Effective December 13, 2010, The Park Avenue Bank (“Park Avenue”), the wholly owned  subsidiary of PAB Bankshares, Inc. (the “Company”), entered into a Prompt Corrective Action Directive (the “Directive”) with the Board of Governors of the Federal Reserve System (the “Federal Reserve Board”).  The Directive was issued due to the Bank’s “significantly undercapitalized” status as defined in section 208.43(b)(4) of Regulation H of the Federal Reserve Board, for purposes of section 38 of the Federal Deposit Insurance Act, as amended (the “FDI Act”).
 
The Directive acknowledges that the Bank submitted a capital restoration plan, dated October 29, 2010, which the Federal Reserve Board deemed acceptable pursuant to section 38(e)(2) of the FDI Act.
 
The Directive requires that within 90 days of the effective date of the Directive or such additional time as the Federal Reserve Board may permit, the Bank, in conjunction with the Company must (1) increase the Bank’s equity in an amount sufficient to make the Bank “adequately capitalized” as defined in section 208.432(b)(2) of Regulation H; (2) enter into and close a contract to be acquired by a depository institution holding company or combine with another insured depository institution; or (3) take other necessary measures to make the Bank “adequately capitalized.”
 
The Directive also (1) restricts the Bank from making any capital distribution, including the payment of dividends; and (2) requires prior written approval from the Federal Reserve Bank of Atlanta (the “Reserve Bank”) and fulfillment of one of the requirements above, for the Bank to solicit and accept new deposit accounts or renew any time deposit bearing an interest rate that exceeds the prevailing effective rates on deposits of comparable amounts and maturities in the Bank’s market area.  Within 30 days of the effective date of the Directive, the Bank must submit an acceptable plan and timetable to the Reserve Bank for conforming the rates of interest paid on all existing non-time deposit accounts to the prevailing effective rates on deposits of comparable amounts in the Bank’s market area.

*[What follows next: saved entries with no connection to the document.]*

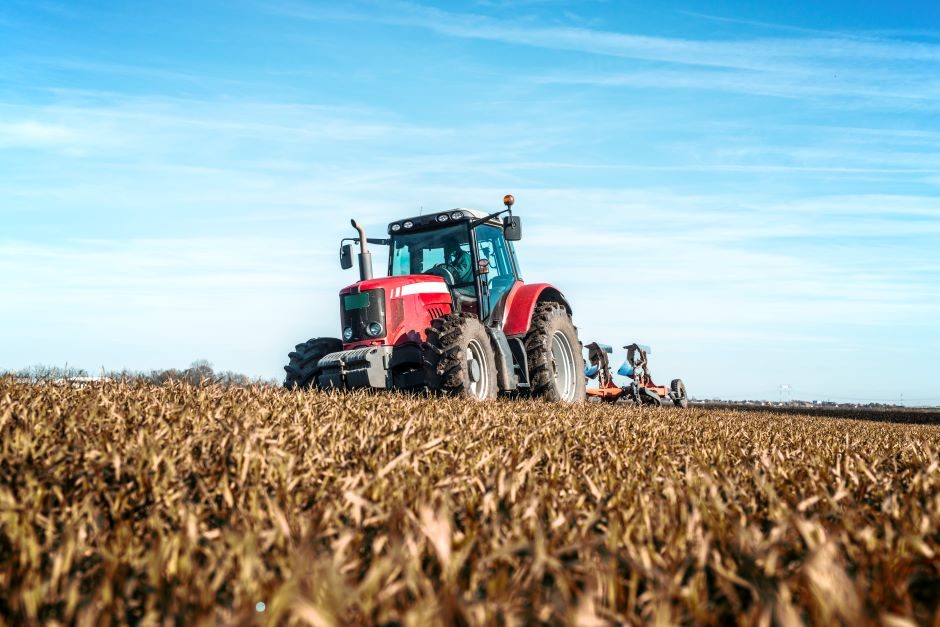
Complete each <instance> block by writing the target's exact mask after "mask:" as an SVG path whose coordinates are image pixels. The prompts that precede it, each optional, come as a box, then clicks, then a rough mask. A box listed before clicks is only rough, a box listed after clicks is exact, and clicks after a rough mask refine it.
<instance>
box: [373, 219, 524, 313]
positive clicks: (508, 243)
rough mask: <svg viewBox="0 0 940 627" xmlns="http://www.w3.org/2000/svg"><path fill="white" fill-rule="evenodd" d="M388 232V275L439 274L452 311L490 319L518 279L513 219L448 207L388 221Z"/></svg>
mask: <svg viewBox="0 0 940 627" xmlns="http://www.w3.org/2000/svg"><path fill="white" fill-rule="evenodd" d="M388 232H389V235H390V236H391V239H390V241H389V247H390V250H389V260H388V261H389V267H388V274H389V276H391V277H397V276H412V275H431V276H438V277H441V278H442V279H444V282H445V283H446V284H447V286H448V288H449V290H450V293H451V298H452V300H453V304H454V310H455V311H459V312H463V313H470V314H474V315H475V316H477V317H478V318H480V319H481V320H484V321H486V322H488V323H489V322H492V321H493V318H494V313H498V312H499V311H500V305H501V303H504V302H505V297H506V296H507V295H508V293H509V291H510V290H511V289H512V287H513V285H515V283H516V281H518V280H520V273H519V264H518V261H517V260H516V253H515V250H513V247H512V242H513V241H516V240H518V239H520V236H521V228H520V223H519V218H517V217H512V216H510V217H507V218H506V219H505V220H500V219H499V218H498V217H497V216H494V215H487V214H485V213H483V212H482V211H477V210H474V209H453V210H450V211H445V212H441V213H435V214H430V215H427V216H419V217H415V218H409V219H407V220H402V221H398V222H393V223H391V224H390V225H389V227H388ZM497 317H498V316H497Z"/></svg>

The Directive continues to requires the Company to comply with the provisions in the Federal Reserve Act regarding affiliate transactions and the provision of the FDI Act restricting compensation of certain executive officers and restricting asset growth, acquisitions and branching.

The Reserve Bank may, in its sole discretion, grant written extensions of time to the Bank to comply with any provision of the Directive.

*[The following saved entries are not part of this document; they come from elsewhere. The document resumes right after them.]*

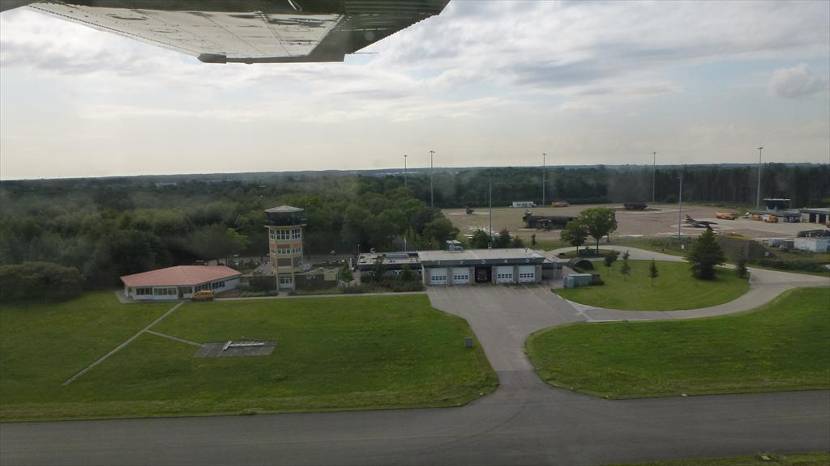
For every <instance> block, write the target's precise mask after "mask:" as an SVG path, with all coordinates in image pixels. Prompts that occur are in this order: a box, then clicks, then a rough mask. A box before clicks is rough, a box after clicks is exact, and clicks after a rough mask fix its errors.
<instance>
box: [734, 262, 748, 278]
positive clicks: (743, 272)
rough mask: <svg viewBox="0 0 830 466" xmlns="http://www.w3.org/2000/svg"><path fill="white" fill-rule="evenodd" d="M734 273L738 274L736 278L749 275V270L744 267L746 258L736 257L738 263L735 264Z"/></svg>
mask: <svg viewBox="0 0 830 466" xmlns="http://www.w3.org/2000/svg"><path fill="white" fill-rule="evenodd" d="M735 273H736V274H737V275H738V278H746V277H747V276H749V270H747V268H746V259H743V258H741V259H738V263H737V264H735Z"/></svg>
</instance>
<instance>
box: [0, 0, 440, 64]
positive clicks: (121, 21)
mask: <svg viewBox="0 0 830 466" xmlns="http://www.w3.org/2000/svg"><path fill="white" fill-rule="evenodd" d="M447 3H449V0H237V1H234V0H203V1H199V0H69V1H49V2H32V1H19V0H0V11H5V10H9V9H12V8H17V7H21V6H27V7H28V8H31V9H34V10H35V11H39V12H42V13H46V14H49V15H53V16H56V17H58V18H61V19H65V20H68V21H72V22H76V23H80V24H84V25H86V26H90V27H93V28H95V29H99V30H102V31H107V32H113V33H116V34H120V35H122V36H126V37H130V38H132V39H137V40H141V41H144V42H147V43H150V44H153V45H158V46H161V47H165V48H168V49H173V50H176V51H179V52H183V53H186V54H188V55H192V56H194V57H196V58H198V59H199V60H201V61H202V62H205V63H231V62H237V63H297V62H342V61H343V57H344V56H345V55H346V54H349V53H354V52H356V51H358V50H360V49H362V48H364V47H366V46H368V45H370V44H372V43H374V42H377V41H378V40H380V39H383V38H384V37H386V36H389V35H391V34H394V33H395V32H397V31H400V30H401V29H404V28H406V27H408V26H410V25H412V24H415V23H417V22H418V21H421V20H423V19H426V18H429V17H430V16H433V15H437V14H440V13H441V11H443V9H444V7H445V6H446V5H447Z"/></svg>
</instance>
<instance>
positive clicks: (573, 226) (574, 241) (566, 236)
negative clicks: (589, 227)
mask: <svg viewBox="0 0 830 466" xmlns="http://www.w3.org/2000/svg"><path fill="white" fill-rule="evenodd" d="M559 237H560V238H561V239H562V241H565V242H566V243H568V244H570V245H571V246H576V253H577V255H579V247H580V246H582V245H583V244H585V240H586V239H588V229H587V228H586V227H585V224H583V223H582V222H581V221H580V220H579V219H574V220H571V221H570V222H568V223H567V224H566V225H565V228H564V229H563V230H562V232H561V233H559Z"/></svg>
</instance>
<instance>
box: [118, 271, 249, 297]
mask: <svg viewBox="0 0 830 466" xmlns="http://www.w3.org/2000/svg"><path fill="white" fill-rule="evenodd" d="M240 276H242V274H241V273H239V272H237V271H236V270H234V269H232V268H230V267H225V266H224V265H213V266H211V265H177V266H175V267H167V268H166V269H157V270H150V271H149V272H141V273H134V274H132V275H124V276H123V277H121V281H122V282H123V283H124V296H126V297H128V298H131V299H135V300H136V301H151V300H170V299H188V298H190V297H192V296H193V293H195V292H197V291H201V290H211V291H215V292H217V293H219V292H222V291H228V290H233V289H235V288H236V287H237V286H239V277H240Z"/></svg>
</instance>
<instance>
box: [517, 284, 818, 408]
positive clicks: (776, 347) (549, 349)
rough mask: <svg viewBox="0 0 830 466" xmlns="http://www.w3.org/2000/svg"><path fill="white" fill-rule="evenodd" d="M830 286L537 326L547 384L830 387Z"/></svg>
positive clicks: (640, 385)
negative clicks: (778, 294) (750, 303)
mask: <svg viewBox="0 0 830 466" xmlns="http://www.w3.org/2000/svg"><path fill="white" fill-rule="evenodd" d="M828 303H830V288H805V289H798V290H791V291H789V292H786V293H785V294H783V295H782V296H779V297H778V298H776V299H775V300H773V301H772V302H770V303H768V304H767V305H765V306H762V307H760V308H758V309H756V310H755V311H752V312H749V313H744V314H738V315H733V316H723V317H714V318H706V319H694V320H685V321H665V322H614V323H595V324H577V325H571V326H567V327H560V328H555V329H550V330H545V331H541V332H539V333H536V334H533V335H531V337H530V338H529V339H528V341H527V344H526V349H527V353H528V355H529V357H530V359H531V361H532V362H533V364H534V366H535V367H536V371H537V373H538V374H539V376H540V377H541V378H542V380H545V381H546V382H548V383H549V384H551V385H554V386H558V387H564V388H569V389H572V390H577V391H583V392H587V393H590V394H594V395H599V396H605V397H609V398H633V397H650V396H672V395H680V394H683V393H685V394H690V395H699V394H712V393H738V392H761V391H779V390H806V389H827V388H830V339H828V338H827V336H828V335H830V306H828Z"/></svg>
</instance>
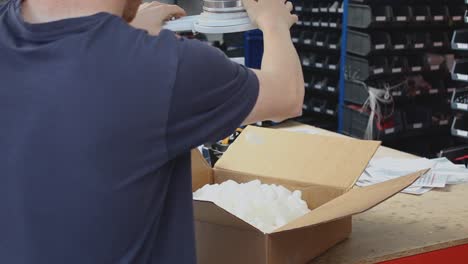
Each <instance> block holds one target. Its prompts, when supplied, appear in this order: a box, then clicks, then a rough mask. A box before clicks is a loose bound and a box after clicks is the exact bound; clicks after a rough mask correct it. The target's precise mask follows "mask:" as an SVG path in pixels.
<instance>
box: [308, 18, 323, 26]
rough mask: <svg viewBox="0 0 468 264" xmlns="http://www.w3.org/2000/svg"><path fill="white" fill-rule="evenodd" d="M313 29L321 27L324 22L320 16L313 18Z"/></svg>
mask: <svg viewBox="0 0 468 264" xmlns="http://www.w3.org/2000/svg"><path fill="white" fill-rule="evenodd" d="M310 22H311V25H312V27H320V23H321V22H322V18H321V17H319V16H312V18H311V20H310Z"/></svg>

The Bank’s deposits continue to be insured by the FDIC to the maximum limits allowed by law.


Item 9.01.            Financial Statements and Exhibits.

(c)  
Exhibits:

 
10.1
Prompt Corrective Action Directive executed December 13, 2010.
 
 
 

 
SIGNATURES

Pursuant to the requirements of the Securities Exchange Act of 1934, the Registrant has duly caused this report to be signed on its behalf by the undersigned hereunto duly authorized.

PAB BANKSHARES, INC.
(Registrant)

Date:  December 16, 2010                                                  /s/ Nicole S. Stokes
(Signature)
Nicole S. Stokes,
Executive Vice President and
Chief Financial Officer

 
 




 
 

 
EXHIBIT INDEX


Number
Description

 
10.1
Prompt Corrective Action Directive executed December 13, 2010.